Why hasn't someone made Megaman 2P? And I don't mean like super mario where you take turns. I mean co-op like contra. Think about it, a color swap of the Blue bomber.  Leave all the game music, sounds, enemies, and stages alone, just make 1st player is Red megaman, and 2nd player is green megaman. The greatest megaman games of all time shared with your friends.....

AND any turn-based or co-op 2P game (nes, snes) can be played and shared with a friend online through Kaillera.

This idea is better than any of these titles below. Think of how many Megaman fans there are. VGMusic.com - most of the sequencers there love megaman more than any other game.

And nobody has thought of this but me?????????????
Think of how many 1Player games would be even awesomer 2Players. Come on someone....

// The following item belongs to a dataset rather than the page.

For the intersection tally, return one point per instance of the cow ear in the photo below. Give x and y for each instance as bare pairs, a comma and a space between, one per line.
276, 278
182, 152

LOOK AT these fake megaman titles below you can play:
Megaman - Wily's Conquest V0.46 by Clomax Dominion        
Megaman 1977        
Megaman 9 Demo 1 NTSC        
Megaman 9 Demo 1 PAL        
Megaman 9 Demo 2 NTSC        
Megaman 9 Demo 2 PAL        
Megaman Alpha        
Megaman Bad Hair Day        
Megaman by Googie        
Megaman Double Team 3        
Megaman EX V1.0 by The Elite Hacking Force        
Megaman II - The Revenge of the Eight Robot Masters        
Megaman II Remix        
Megaman II Semi Evil 
Megaman III Challenge Stage 1        
Megaman III Enhanced        
Megaman in Icarus World        
Megaman in the Mushroom Kingdom           
Megaman IV - Gadget Master        
Megaman Jet Demo by Chris Covell        
Megaman NEO        
Megaman Plus 3        
Megaman Plus by Hyper MM Z        
Megaman Plus V1.0 by Clomax Dominion        
Megaman Showdown I        
Megaman Showdown VI        
Megaman UDX        
Megaman Ultra              
Megaman V Debug        
Megaman V Fly by Matrixz        
Megaman V Random Palette by Matrixz        
Megaman V Remix by Matrixz        
Megaman V Showdown by Matrixz        
Megaman V Time Attack V0.311 by Matrixz           
Megaman Vortex Old Demo ReReleased        
Megaman Wily's Conquest 2 v0.71b


----------